Amsterdam combines the unrivaled beauty of the 17th-century Golden Age city center with plenty of museums and art of the highest order, not to mention a remarkably laid-back atmosphere. It all comes together to make this one of the world’s most appealing and offbeat metropolises.
Built on a latticework of concentric canals like an aquatic rainbow, Amsterdam is known as the City of Canals—but it’s no Venice, content to live on moonlight serenades and former glory. Quite the contrary: on nearly every street here you’ll find old and new side by side—quiet courtyards where time seems to be holding its breath next to contemporary shopping streets like Kalverstraat, and scantily clad women in red-lighted windows by the city’s oldest church. Indeed, Amsterdam has as many lovely facets as a 40-carat diamond polished by one of the city’s gem cutters. It’s certainly a metropolis, but a rather small and very accessible one. Locals tend to refer to it as a big village, albeit one that happens to pack the cultural wallop of a major world destination.
There are scores of concerts every day, numerous museums, summertime festivals, and, of course, a legendary year-round party scene. It’s pretty much impossible to resist Amsterdam’s charms. With 8,500 registered monuments, many of which began as the residences and warehouses of humble merchants, set on 165 man-made canals, and traversed by 1,700 bridges, Amsterdam has the largest historical inner city in Europe. Its famous circle of waterways, the grachtengordel, was a 17th-century urban expansion plan for the rich and is a lasting testament to the city’s Golden Age.
This town is endearing because of its open, easygoing nature—but a reputation for championing sex, drugs, and rock ’n’ roll does not alone account for Amsterdam’s being one of the most popular destinations in Europe. Consider that within a single square mile the city harbors some of the greatest achievements in Western art, from Rembrandt and Van Gogh to Mondrian. Not to mention that this is one of Europe’s great walking cities, with much to discover along the way: tiny alleyways barely visible on the map, curtainless windows offering glimpses of daily life, floating houseboats, hidden hofjes (courtyards with almshouses), sudden vistas of church spires, and gabled roofs that look like so many unframed paintings.

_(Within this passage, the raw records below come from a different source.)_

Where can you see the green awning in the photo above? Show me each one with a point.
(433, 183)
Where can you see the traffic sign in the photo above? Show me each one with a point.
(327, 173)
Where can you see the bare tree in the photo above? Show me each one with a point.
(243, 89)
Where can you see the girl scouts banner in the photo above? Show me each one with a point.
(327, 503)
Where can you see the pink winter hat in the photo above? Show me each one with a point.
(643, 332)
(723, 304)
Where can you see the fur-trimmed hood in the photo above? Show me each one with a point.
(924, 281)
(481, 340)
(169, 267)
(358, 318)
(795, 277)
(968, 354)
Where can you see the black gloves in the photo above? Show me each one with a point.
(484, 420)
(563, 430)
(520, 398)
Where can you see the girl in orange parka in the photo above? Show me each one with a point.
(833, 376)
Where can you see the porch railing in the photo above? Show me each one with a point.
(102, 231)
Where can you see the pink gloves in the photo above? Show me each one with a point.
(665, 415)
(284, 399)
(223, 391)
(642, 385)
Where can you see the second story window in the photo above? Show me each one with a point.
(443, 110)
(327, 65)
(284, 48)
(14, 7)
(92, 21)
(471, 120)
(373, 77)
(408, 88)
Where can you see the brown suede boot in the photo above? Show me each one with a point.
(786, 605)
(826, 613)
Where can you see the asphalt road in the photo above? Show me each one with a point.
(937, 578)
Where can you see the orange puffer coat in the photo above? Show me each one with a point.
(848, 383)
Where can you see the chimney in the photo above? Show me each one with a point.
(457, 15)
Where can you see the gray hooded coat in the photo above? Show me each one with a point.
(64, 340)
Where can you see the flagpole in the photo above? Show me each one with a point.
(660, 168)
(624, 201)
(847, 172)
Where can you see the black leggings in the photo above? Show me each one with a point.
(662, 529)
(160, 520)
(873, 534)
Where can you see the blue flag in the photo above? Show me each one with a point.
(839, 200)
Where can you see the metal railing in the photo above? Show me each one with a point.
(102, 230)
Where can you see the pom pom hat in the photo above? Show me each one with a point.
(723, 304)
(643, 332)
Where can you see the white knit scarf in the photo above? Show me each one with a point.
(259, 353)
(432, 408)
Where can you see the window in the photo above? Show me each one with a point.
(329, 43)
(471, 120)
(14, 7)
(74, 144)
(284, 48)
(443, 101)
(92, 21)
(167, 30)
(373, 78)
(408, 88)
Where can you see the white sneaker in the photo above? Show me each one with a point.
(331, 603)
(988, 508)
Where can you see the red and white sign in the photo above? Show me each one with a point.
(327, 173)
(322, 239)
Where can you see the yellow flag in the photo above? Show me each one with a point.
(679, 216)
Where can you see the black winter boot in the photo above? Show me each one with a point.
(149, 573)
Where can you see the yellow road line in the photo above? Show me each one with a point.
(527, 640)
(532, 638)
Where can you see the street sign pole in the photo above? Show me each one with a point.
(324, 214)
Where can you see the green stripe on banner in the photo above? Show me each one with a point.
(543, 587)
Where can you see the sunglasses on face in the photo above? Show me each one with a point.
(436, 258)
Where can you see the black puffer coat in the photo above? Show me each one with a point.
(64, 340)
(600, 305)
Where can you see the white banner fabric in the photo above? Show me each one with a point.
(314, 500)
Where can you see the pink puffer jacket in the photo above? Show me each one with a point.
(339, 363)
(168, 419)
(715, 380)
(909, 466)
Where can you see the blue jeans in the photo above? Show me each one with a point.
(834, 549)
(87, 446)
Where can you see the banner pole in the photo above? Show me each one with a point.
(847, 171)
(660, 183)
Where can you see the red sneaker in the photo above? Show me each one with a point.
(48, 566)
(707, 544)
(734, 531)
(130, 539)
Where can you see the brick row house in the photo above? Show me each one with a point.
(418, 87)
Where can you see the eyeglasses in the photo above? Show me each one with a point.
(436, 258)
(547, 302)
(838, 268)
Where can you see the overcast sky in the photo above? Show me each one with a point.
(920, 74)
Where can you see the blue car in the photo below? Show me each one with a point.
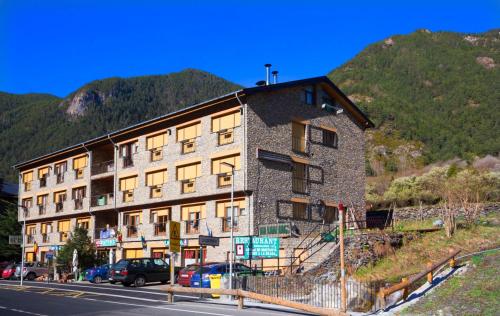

Along the way, keep an eye out for joyful detail here and there—a bronze breast hidden among cobblestones, or witty stone tablets denoting the trade of a previous owner. And those “XXX” symbols you see all over town are not a mark of the city’s triple-X reputation. They’re part of Amsterdam’s official coat of arms: three St. Andrew’s crosses, believed to represent the three dangers that have traditionally plagued the city—flood, fire, and pestilence. The coat’s motto (“Valiant, determined, compassionate”) was introduced in 1947 by Queen Wilhelmina in remembrance of the 1941 February Strike in Amsterdam, the first time in Europe that non-Jewish people openly protested against the persecution of Jews by the Nazi regime.